In conclusion, the two dedicated encoders can effectively integrate the learned k-mer patterns and sequence homology to generate informative sequence representation, thus enabling more sensitive and precise virus identification by taking advantage of both alignment-free and alignment-based methods. Pre-training facilitates the learned general rules of k-mer composition patterns to be quickly transferred and adapted to the downstream tasks. The first-stage fine-tuning enables VirRep to learn multi-view sequence representations. The two encoders together with pre-training and the first-stage fine-tuning profoundly enhance the overall performance of VirRep.
VirRep is well applicable to both bulk and VLP-enriched human gut metagenomic samples
Viral genomes can be identified from either bulk metagenomes or virus-like particle (VLP)-enriched sequencing data, in which the proportions of viral DNA can vary from 5% (~ 5.8% in bulk metagenomic samples in human gut [33]) to > 90% (e.g., in VLP-enriched samples). We thus examined whether VirRep is applicable to all these samples from simulated metagenomic datasets with varying viral proportions (Methods).

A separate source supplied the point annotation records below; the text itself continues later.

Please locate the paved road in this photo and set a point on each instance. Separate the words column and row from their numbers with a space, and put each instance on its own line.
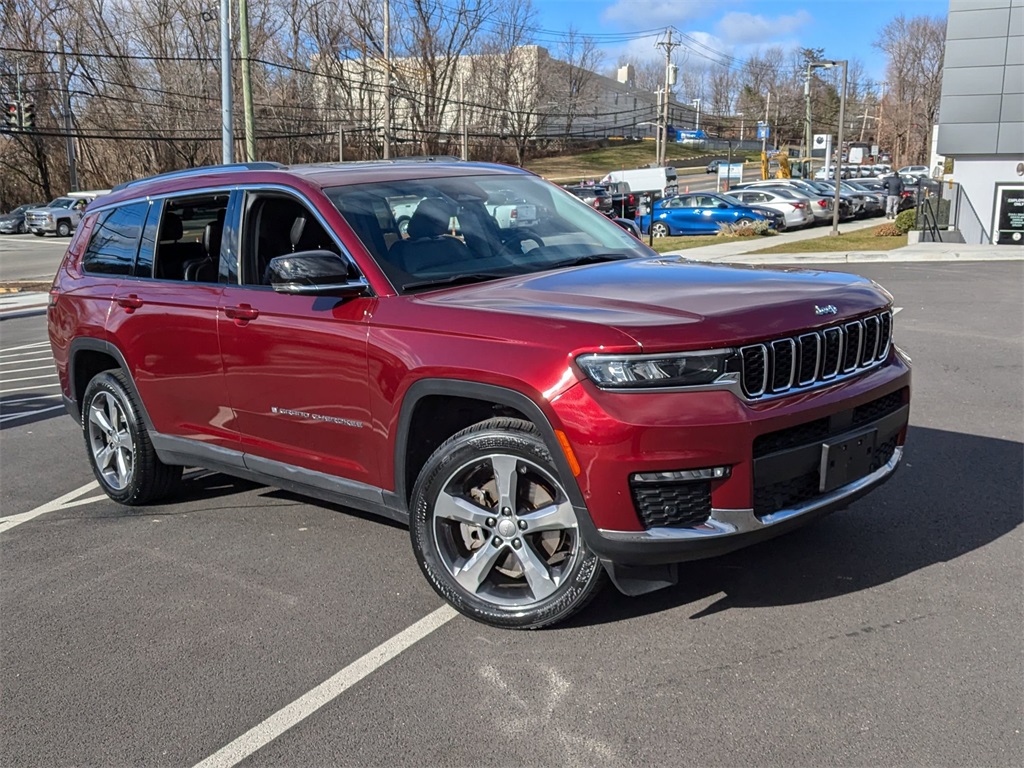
column 26, row 257
column 887, row 634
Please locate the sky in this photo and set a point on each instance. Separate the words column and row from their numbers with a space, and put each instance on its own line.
column 846, row 29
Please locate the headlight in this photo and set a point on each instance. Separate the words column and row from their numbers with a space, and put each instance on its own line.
column 658, row 371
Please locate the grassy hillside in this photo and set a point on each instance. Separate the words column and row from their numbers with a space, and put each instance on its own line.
column 595, row 164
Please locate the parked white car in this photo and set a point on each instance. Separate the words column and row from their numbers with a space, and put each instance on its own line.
column 796, row 208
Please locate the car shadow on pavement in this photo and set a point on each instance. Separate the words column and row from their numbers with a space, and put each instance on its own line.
column 20, row 410
column 952, row 495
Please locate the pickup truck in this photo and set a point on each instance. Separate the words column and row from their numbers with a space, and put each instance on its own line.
column 59, row 216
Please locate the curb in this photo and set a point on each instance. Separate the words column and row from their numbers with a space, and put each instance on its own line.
column 851, row 257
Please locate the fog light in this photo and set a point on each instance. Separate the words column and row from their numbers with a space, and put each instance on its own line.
column 683, row 475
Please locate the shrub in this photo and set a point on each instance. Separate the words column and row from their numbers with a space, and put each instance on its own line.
column 906, row 220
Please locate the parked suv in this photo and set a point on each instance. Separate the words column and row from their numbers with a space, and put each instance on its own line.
column 542, row 410
column 59, row 216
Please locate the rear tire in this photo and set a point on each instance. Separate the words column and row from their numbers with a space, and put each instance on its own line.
column 118, row 444
column 495, row 532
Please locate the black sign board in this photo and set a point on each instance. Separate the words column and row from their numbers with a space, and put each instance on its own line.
column 1009, row 215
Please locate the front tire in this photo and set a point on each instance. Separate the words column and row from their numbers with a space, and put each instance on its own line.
column 118, row 444
column 495, row 532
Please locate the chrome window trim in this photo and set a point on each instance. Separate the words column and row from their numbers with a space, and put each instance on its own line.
column 793, row 365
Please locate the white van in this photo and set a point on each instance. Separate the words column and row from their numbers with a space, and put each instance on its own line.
column 662, row 181
column 60, row 216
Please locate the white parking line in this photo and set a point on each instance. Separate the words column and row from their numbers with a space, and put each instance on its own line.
column 326, row 692
column 6, row 523
column 35, row 345
column 4, row 418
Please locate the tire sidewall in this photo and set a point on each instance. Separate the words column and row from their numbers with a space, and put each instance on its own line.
column 109, row 383
column 580, row 583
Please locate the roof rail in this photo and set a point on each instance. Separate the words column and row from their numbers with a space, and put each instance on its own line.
column 202, row 171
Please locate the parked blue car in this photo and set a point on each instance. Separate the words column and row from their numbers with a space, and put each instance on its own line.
column 700, row 213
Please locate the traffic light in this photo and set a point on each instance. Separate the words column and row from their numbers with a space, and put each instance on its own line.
column 11, row 116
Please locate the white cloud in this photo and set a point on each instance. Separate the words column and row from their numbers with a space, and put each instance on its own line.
column 631, row 14
column 750, row 29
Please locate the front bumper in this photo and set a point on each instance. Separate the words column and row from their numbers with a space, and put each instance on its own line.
column 772, row 451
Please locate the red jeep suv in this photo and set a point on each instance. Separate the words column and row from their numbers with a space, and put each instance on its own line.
column 545, row 406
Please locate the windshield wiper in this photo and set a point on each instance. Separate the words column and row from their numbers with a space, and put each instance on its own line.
column 456, row 280
column 594, row 258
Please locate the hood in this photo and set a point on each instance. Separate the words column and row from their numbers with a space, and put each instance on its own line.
column 674, row 303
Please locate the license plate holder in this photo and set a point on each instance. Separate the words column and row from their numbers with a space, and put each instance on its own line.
column 847, row 460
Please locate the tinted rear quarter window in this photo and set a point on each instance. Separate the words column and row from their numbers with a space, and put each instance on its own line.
column 115, row 241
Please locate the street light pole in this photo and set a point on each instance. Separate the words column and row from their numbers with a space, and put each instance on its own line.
column 839, row 147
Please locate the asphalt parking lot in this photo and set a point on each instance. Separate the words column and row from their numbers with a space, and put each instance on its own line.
column 885, row 634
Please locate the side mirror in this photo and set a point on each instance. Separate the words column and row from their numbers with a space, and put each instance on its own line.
column 313, row 272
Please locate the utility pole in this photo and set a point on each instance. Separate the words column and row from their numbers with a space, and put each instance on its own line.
column 247, row 87
column 806, row 164
column 670, row 80
column 226, row 97
column 387, row 80
column 462, row 114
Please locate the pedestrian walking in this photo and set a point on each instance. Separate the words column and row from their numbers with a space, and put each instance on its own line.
column 894, row 190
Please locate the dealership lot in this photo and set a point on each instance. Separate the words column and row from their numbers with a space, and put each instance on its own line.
column 888, row 633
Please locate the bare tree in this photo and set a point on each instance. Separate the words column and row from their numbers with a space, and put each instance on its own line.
column 914, row 48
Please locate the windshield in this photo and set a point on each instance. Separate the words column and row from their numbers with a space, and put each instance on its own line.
column 436, row 232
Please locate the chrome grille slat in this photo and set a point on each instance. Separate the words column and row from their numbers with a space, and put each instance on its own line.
column 778, row 366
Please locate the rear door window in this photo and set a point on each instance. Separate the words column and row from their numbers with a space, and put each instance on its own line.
column 115, row 240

We first evaluated the performance of VirRep and the other methods on the bulk metagenomes (i.e., datasets with viral proportions at 5 and 10%; Fig. 4a). We found that VirRep notably outperformed the other methods on these two datasets with low-viral proportions. The average AUPRC (area under the precision-recall curve) values for VirRep exceeded 0.94, which outperforms the recently proposed hybrid method, geNomad, by 3.0 and 2.0% and the best-performing alignment-free method, INHERIT, by 8.1 and 4.6%. We also tested VirRep on two datasets with viral sequences made up equal or more than half of the whole community. These datasets were built to simulate VLP-enriched metagenomes. Although most of the evaluated methods performed well in these two cases, VirRep achieved the highest AUPRC scores (Fig. 4a). Together, these results show that VirRep can be well applied to both bulk and VLP-enriched human gut metagenomic samples across a broad range of viral proportions.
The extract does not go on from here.